Едва пришла в движение закованная в блестящие латы чешская кавалерия, так тотчас взревели боевые трубы в русских и польских полках. Затрепетали разноцветные флажки на копьях польских рыцарей, которые пошли вперёд, построившись клином. Русские же конники устремились на врага, развернувшись широким фронтом. Это делалось с той целью, чтобы у конных лучников был шире обзор.
Олег мчался на длинногривом гнедом скакуне во главе ростовчан. Прямо перед ним развевались красные плащи киевских и переяславских дружинников. Над островерхими шлемами русичей среди частокола копий реяли черные с позолотой знамёна, на которых был изображён лик Спасителя. Олег старался разглядеть красное знамя Владимира с гербом его стольного града, но не смог его увидеть. Волынская дружина на своих длинноногих угорских лошадях ушла далеко вперёд.
«Не терпится Владимиру сойтись с чехами лоб в лоб, - мелькнуло в голове у Олега. - Ив кого такой норов? Отец его хоть и не робкого десятка, но до сечи не большой охотник. А этот…»
Где-то впереди раздался скрежет и лязг, будто сшиблись две лавины железных чудовищ. Задрожала земля под тяжестью многих сотен всадников. Шум битвы, наплетая, разорвал тишину летнего утра.
Олег не заметил, как оказался в самой гуще сражения.

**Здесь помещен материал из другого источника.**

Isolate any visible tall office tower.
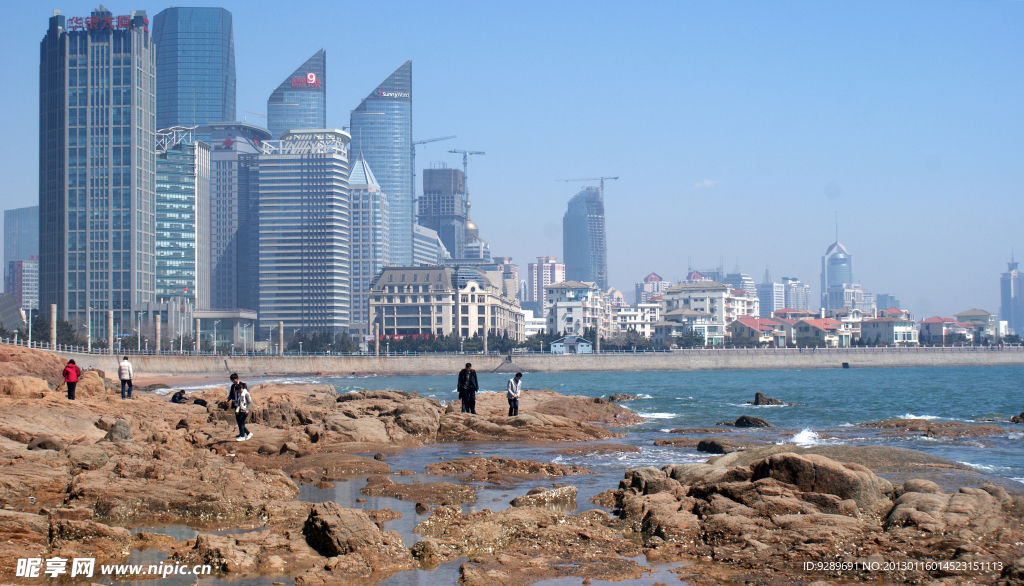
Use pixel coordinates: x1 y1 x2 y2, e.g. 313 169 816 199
525 256 565 307
248 129 351 335
157 129 211 309
266 49 327 138
562 186 608 291
203 122 270 310
999 257 1024 336
782 277 811 309
723 270 758 295
3 206 39 293
39 5 157 339
348 155 390 334
4 256 39 315
417 163 469 258
821 239 853 309
153 7 234 143
349 61 411 266
874 293 901 311
412 224 452 266
636 273 672 303
756 268 785 318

Какой-то чешский рыцарь с такой силой ударил его копьём, что он, приняв удар на щит, едва не вылетел из седла. От удара копье чеха сломалось. Рыцарь выхватил из ножен длинный меч и ринулся на Олега. Олег вздыбил коня и рубанул сверху мечом, целя рыцарю в предплечье, но промахнулся. Удары рыцарского меча были столь тяжелы, что в сердце Олега закрался невольный страх: по силам ли ему одолеть могучего противника?
Лицо чешского рыцаря было скрыто забралом, закруглённый верх шлема украшала богатая насечка в виде листьев дуба. Черно-красный щит был треугольной формы, изображённый на нем вепрь с оскаленными клыками, казалось, олицетворял свирепый нрав его обладателя.
Два ростовских дружинника вовремя прикрыли Олега щитами, когда у того сломался меч.
Выбравшись из лязгающей железом сумятицы ближнего боя, Олег отдышался и примерил в руке рукоять булатного меча, поданного ему верным челядинцем Бокшей.
- Поостерегся бы ты, княже, - опасливо произнёс Бокша, помогая Олегу взобраться в седло. - Не лезь на рожон-то. Чехи - это не половцы! Глазом моргнуть не успеешь, как голову снесут. Как я опосля батюшке твоему на глаза покажусь?
- Что же мне за спинами дружинников отсиживаться! - сердито проворчал Олег, отпихнув Бокшу сапогом. - Я - князь, а не мужик обозный!
Олег вновь ринулся туда, где вовсю шла жестокая кровавая сеча. Он увидел полотнище чешского знамени сквозь мелькающие и скрещивающиеся над головами воинов мечи, и в нем вдруг пробудилось желание повалить вражеский стяг. Это должно ободрить русичей, для чехов же это будет позором.
Чешские витязи распознали в Олеге князя по шлему с серебряной насечкой и по богатому панцирю, они рвались к нему, чтобы сразить или пленить русского князя. Одного рыцаря с черным пером на шлеме Олегу удалось выбить из седла, другого - смертельно ранить, поразив мечом в шею. И тут Олег вдруг оказался один в окружении врагов: все дружинники, находившиеся рядом, были убиты. Кони, оставшиеся без седоков, испуганно метались, стараясь вырваться из страшной кровавой круговерти.
Никогда ранее Олегу не приходилось в одиночку отбиваться от стольких врагов да ещё закованных в прочные латы. Он отбивал удары мечей и топоров щитом, уворачивался, рубил и колол сам. Конь под ним крутился волчком, повинуясь ударам шпор.
Олег позабыл про свой страх, про вражеское знамя, целиком захваченный неравной схваткой, свирепея от мысли, что погибнет как лось, обложенный голодными волками. Щит от сильного удара топором раскололся посередине, панцирь выдержал уже не один удар копья, а меч стал красен от крови сражённых врагов. Чешские рыцари уже не пытались пленить Олега, оценив по достоинству его безумную храбрость. Они взяли князя в плотное кольцо, намереваясь разделаться с ним, изнемогающим от усталости и полученных ран.